If insurers use this to mine patterns and automate denials, I’m going to use AI to audit every word they produce.

 

The Complexity Shield is Cracking

For years, patients have been told the system is too complex to challenge. Too many codes. Too many regulations. Too many layers between you and the decision. Institutions counted on the paper burial to win. Every denial was an “individual medical judgment.” How do you fight that?


But when the same faulty algorithm ghostwrites the denials, the “uniqueness” disappears. And we can scrutinize at the same level as insurers.

The power dynamic shifts.


When we begin to compare notes across thousands of claimants, we can prove an algorithm is systematically hallucinating to deny care. Class-action suits become backed by audited data, not anecdotes, and take on a new level of accountability.

The defense used to be: “Every case is different. Every denial reflects individual medical judgment.” That defense falls apart when the denials use the same language, cite the same non-existent gaps in treatment, and get rubber-stamped by the same rotating cast of physicians who never opened the file.

 

The Arms Race

As insurers use AI to automate denials, we will use AI to audit them.

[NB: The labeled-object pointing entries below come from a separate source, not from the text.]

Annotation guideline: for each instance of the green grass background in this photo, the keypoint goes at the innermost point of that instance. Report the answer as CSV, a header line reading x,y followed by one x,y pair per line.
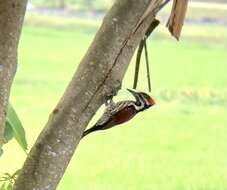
x,y
180,144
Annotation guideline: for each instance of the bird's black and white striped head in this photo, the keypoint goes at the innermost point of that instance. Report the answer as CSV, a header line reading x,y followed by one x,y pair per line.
x,y
143,100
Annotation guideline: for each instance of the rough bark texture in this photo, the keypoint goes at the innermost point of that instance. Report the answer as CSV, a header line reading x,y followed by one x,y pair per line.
x,y
11,19
98,76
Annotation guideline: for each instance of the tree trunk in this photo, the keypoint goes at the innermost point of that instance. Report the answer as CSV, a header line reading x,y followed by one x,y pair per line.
x,y
98,76
11,19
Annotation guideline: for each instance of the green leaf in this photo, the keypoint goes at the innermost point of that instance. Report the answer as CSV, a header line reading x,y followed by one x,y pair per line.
x,y
8,132
15,124
3,186
16,173
10,186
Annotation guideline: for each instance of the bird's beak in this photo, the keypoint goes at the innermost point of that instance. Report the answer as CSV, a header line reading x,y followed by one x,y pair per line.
x,y
133,92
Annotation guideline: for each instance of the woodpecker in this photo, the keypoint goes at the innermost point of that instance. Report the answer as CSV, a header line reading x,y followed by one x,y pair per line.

Both sides now have the same tools. I don’t want an arms race. I want my shoulder fixed. But if the only way to get care is to out-document the algorithm that denied me, I’ll do it. And I’ll share what I learn.


California is starting to push back. SB 1120 mandates that a human doctor must oversee any AI-driven medical denial. AB 489 prohibits AI from “impersonating” a professional. These are floors, not ceilings. But they create new grounds for accountability.


Somewhere in the middle, we can begin to get the care we need without the hurdles.

 

What Happened

I caught the hallucination. I flagged the rubber stamp. I documented everything—the injection records, the dates, the provider notes that directly contradicted the denial.

Three months later, my insurer sent me a 3-page approval. The education continues.